Dynamic documents (part 2)

Table of Contents

Wow - long delay on this one. There are good reasons, which will be explained in coming posts. Stay tuned.

A brief intro to dynamic documents in R (cont.)

Last time I outlined why you might want to use a dynamic document, and some of the popular formates that are commonly used. There are many great resources for the syntax used to actually create dynamic documents (e.g., for Rmarkdown: Rstudio, R-bloggers, etc.) Rather, today I will outline some tips and tricks I have picked up while creating publications using Rmarkdown/Sweave.

Make your document easy to version control

One of the main benefits of dynamic documents is that they can be easy to put under version control. Can be. But often we will be tempted to make it more difficult. How?

  • Word-wrap entire paragraphs: Rstudio and other editors can wrap long text lines, so they appear to be similar to what happens in MS Word. Unfortunately, this can create real havok when the doc is put under version control systems like Git. Git was built for version control of code, hence it records changes at the text line level. If you create an entire paragraph on a single line, now any edit, even just a single character, is recorded as a change to that entire paragraph. When looking at the git diff, it can become difficult to tell what actually changed. Therefore, it is best to keep each sentence on its own line, or at least put only a few sentences on each line.

  • Rely on complicated formatting in MS Word: Many of us become dependent on making our document look fancy using MS Word’s tools. MS Word’s “what you see is what you get” model can be great for some word processing tasks. However, this model requires someone behind the screen to manipulate controls, something not captured by version control on the markdown document. Therefore, this workflow generally does not fit with the goal of automatic generation of dynamic documents. Therefore, it is best to try to stick to simple markup for essential formatting, such as emphasis, bold, or section headings. Often, you will find you don’t need the more complex formatting.

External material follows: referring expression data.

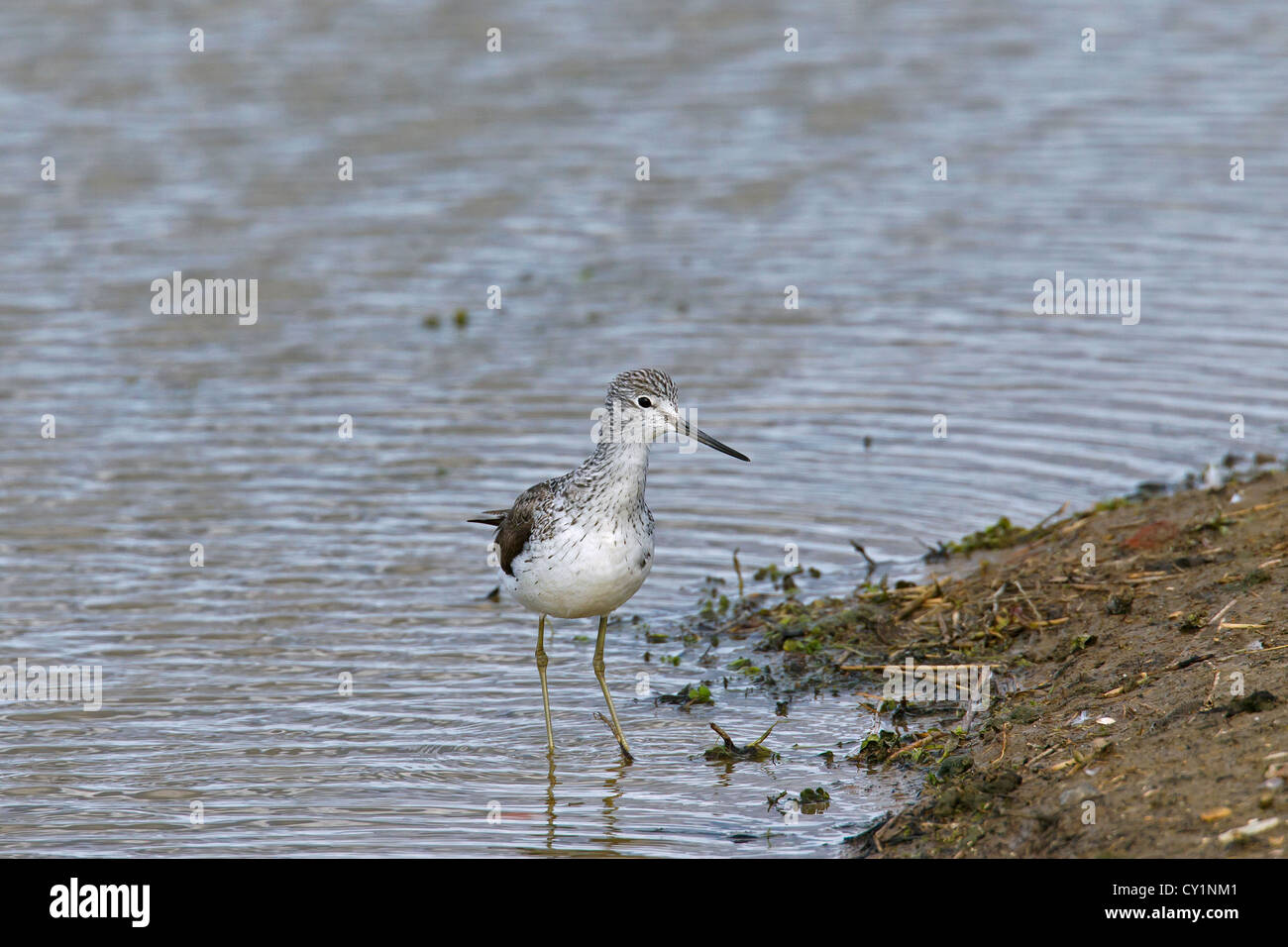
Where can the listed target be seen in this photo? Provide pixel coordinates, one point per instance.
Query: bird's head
(643, 406)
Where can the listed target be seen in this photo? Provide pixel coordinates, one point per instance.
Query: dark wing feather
(514, 526)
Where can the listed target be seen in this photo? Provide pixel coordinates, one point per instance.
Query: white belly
(581, 573)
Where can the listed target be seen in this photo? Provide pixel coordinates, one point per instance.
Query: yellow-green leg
(603, 685)
(541, 669)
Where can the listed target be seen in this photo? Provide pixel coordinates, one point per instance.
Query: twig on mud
(931, 587)
(912, 746)
(1252, 651)
(1220, 615)
(872, 565)
(1020, 587)
(1005, 729)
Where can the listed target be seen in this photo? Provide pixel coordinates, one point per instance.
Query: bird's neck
(619, 470)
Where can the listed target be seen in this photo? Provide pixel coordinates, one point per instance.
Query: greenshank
(581, 544)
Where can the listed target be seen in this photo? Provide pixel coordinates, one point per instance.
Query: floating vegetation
(732, 753)
(1000, 535)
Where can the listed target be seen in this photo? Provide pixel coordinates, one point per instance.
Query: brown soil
(1138, 705)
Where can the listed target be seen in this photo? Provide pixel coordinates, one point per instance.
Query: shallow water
(327, 556)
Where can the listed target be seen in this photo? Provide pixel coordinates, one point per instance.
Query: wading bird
(581, 544)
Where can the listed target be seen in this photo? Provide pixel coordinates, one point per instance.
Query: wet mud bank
(1136, 689)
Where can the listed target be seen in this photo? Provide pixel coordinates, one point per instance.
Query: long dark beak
(690, 431)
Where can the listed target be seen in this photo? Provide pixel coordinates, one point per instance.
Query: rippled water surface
(327, 556)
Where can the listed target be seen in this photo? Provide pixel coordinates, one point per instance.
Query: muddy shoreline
(1138, 681)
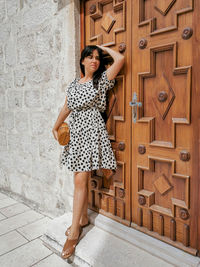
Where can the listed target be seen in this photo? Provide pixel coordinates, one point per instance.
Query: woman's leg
(84, 216)
(80, 193)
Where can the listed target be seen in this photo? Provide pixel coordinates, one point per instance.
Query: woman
(89, 147)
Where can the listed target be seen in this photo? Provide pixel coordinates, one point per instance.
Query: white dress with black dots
(89, 147)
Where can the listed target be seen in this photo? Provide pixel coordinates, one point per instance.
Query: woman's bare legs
(84, 216)
(80, 195)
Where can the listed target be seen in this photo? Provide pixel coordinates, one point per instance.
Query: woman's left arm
(119, 60)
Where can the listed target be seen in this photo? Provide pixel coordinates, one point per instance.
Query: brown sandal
(70, 245)
(68, 229)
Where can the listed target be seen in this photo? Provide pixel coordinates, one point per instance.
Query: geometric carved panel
(163, 186)
(162, 7)
(164, 107)
(108, 21)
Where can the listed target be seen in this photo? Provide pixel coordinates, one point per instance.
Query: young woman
(89, 147)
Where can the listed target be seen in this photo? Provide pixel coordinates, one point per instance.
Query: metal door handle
(134, 104)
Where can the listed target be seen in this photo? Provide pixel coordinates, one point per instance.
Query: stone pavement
(29, 238)
(20, 237)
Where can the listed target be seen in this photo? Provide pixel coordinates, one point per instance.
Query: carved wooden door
(104, 22)
(154, 124)
(164, 141)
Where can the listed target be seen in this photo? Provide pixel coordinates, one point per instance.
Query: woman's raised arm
(119, 60)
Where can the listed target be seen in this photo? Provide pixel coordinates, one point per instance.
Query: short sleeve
(108, 84)
(68, 93)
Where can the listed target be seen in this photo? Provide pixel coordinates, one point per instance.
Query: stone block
(10, 53)
(40, 123)
(48, 148)
(48, 98)
(2, 99)
(38, 15)
(22, 162)
(19, 77)
(7, 202)
(6, 81)
(11, 241)
(1, 59)
(43, 171)
(2, 217)
(44, 41)
(26, 49)
(4, 181)
(12, 7)
(32, 98)
(24, 256)
(3, 142)
(21, 122)
(14, 209)
(15, 99)
(2, 11)
(34, 75)
(19, 143)
(46, 69)
(2, 196)
(8, 118)
(4, 32)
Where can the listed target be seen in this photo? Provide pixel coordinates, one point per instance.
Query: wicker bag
(63, 134)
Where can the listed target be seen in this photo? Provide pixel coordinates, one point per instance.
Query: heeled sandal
(70, 245)
(68, 229)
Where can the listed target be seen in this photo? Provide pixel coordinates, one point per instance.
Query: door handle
(134, 104)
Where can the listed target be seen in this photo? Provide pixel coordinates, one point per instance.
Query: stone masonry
(39, 56)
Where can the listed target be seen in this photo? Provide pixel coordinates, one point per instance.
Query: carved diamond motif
(108, 22)
(164, 107)
(163, 6)
(162, 184)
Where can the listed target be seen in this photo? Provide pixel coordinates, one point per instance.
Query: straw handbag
(63, 134)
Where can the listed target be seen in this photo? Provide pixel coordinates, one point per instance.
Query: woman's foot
(70, 244)
(84, 221)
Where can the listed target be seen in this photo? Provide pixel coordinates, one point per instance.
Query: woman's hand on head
(102, 47)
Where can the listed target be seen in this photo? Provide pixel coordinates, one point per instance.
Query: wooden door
(104, 22)
(155, 189)
(165, 136)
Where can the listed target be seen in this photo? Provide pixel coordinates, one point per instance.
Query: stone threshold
(106, 242)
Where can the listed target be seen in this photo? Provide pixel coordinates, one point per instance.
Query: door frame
(196, 63)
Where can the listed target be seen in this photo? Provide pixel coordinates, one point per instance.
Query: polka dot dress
(89, 147)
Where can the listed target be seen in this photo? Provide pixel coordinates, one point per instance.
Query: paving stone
(18, 221)
(11, 241)
(52, 261)
(2, 217)
(7, 202)
(109, 243)
(26, 255)
(35, 229)
(2, 196)
(14, 209)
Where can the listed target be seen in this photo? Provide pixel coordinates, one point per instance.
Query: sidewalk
(20, 237)
(27, 235)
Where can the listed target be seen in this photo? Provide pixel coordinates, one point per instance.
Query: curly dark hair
(87, 51)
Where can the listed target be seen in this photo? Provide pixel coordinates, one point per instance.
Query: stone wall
(39, 56)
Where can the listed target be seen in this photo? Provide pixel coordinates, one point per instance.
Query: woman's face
(91, 62)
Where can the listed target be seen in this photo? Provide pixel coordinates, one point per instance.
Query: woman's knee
(81, 179)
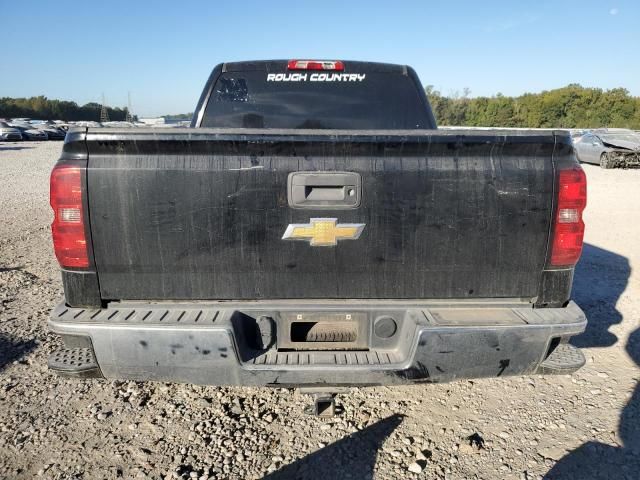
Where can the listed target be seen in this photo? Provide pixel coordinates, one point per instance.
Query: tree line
(572, 106)
(42, 108)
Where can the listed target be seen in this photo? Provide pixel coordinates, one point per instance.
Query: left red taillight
(69, 239)
(568, 230)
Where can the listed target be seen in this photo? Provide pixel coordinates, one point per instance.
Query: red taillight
(69, 241)
(315, 65)
(568, 228)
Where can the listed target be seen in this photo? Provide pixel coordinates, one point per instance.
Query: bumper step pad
(563, 360)
(75, 362)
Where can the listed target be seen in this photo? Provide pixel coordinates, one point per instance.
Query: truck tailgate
(200, 214)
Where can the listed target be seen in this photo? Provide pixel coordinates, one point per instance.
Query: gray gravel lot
(582, 426)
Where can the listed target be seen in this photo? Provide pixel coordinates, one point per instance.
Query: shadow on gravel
(11, 350)
(601, 277)
(353, 456)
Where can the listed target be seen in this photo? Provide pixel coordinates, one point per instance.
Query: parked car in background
(7, 132)
(53, 133)
(609, 148)
(31, 133)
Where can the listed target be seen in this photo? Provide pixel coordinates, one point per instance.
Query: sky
(163, 51)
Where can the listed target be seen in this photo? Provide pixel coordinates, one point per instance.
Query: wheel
(606, 161)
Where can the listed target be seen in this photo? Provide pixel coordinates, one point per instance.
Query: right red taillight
(69, 240)
(568, 227)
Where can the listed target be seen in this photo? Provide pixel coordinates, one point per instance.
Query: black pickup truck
(315, 229)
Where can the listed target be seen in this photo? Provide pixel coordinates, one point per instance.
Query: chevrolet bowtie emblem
(323, 232)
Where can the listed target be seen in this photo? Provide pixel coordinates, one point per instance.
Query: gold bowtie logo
(323, 232)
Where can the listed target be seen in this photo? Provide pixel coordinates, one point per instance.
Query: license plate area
(322, 331)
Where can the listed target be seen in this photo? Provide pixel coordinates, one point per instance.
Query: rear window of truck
(316, 100)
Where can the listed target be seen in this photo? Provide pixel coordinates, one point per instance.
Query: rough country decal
(316, 77)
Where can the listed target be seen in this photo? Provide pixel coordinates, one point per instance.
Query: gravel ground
(580, 426)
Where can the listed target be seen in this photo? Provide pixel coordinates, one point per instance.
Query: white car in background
(30, 132)
(7, 132)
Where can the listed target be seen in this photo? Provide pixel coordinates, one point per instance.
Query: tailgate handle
(324, 190)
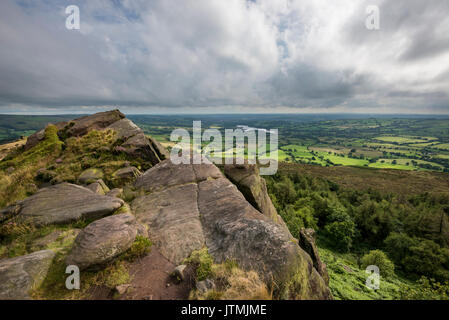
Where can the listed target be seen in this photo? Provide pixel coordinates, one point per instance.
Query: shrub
(379, 259)
(340, 234)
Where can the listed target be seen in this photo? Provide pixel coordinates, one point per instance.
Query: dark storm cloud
(145, 55)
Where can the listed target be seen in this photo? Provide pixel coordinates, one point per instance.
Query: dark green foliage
(412, 231)
(379, 259)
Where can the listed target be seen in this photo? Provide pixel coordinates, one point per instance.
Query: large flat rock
(247, 179)
(192, 205)
(167, 174)
(65, 203)
(102, 241)
(173, 219)
(19, 275)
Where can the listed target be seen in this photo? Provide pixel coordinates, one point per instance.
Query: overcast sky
(220, 56)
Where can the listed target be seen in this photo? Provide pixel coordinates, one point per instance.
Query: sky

  • Make supporting documents, data, or other items not easily accessible: Often, important data, figures, and supporting code are kept separate from the document, either in on a local drive, Dropbox/Google Drive/Box, etc., or in a private repository. When working with some datasets which cannot be shared, such as medical records or propriatory data, this can be unavoidable. But many times this is not the case, and we just are in the habit of keeping the data in certain locations. By doing this, the benefit of rebuilding dynamic documents is lost to anyone but yourself.

Convert when necessary

  • Collaboration necessitates conversion: Unless you are lucky or work alone, not all of your collaborators will be familar or comfortable working with a dynamic document. A co-author might want to edit for content, and not care about how the document was generated. In these cases, conversion to PDF or docx files can be the easiest way to allow them to contribute. You gain nothing by being a dynamic document purist.

Keep your document under version control as long as you can

  • docx/PDFs are not easy to version control: Once you start getting feedback on converted versions of the document, it can be really tempting to then work on these converted documents rather than the original. Try to hold off as long as possible. Even if you think you are on the final revisions, you likely aren’t, and you can create a massive headache for yourself by ditching the dynamic document framework too early. All the work put into creating a dynamic document under version control can be lost if the final ten drafts are neither dynamic nor version controlled. Try to make sure even small changes get pushed back to the dynamic version.

Avoid cutting corners

  • Easy now is a headache later: Sure, it can be a pain to type \Sexpr{round(coef(mod)[2], 1)} rather than 2.1, and you will be tempted to just type a few of these little numbers or other elements. But doing this now makes part of the document static rather than dynamic, and arguably you have a larger headache than just creating a static document. Sometimes little changes by hand are unavoidable, for example the locations of labels on a figure. It can be easier to just use locator() to select points that do not interfer with eachother. But even in these cases, the locations on the plot can be saved as data. This enables you to update the plot data and allow the plot generation to remain dynamic.

  • Assume the data/analysis/code will change: If you always assume that the inputs to your document will change, you will create a document robust to changes. This forces you to use better practices, and in almost all cases will save time and energy later. I experienced this first-hand where the “final drafts” of a paper spanned 6 months and 30 commits. Don’t bet on your dynamic document being static.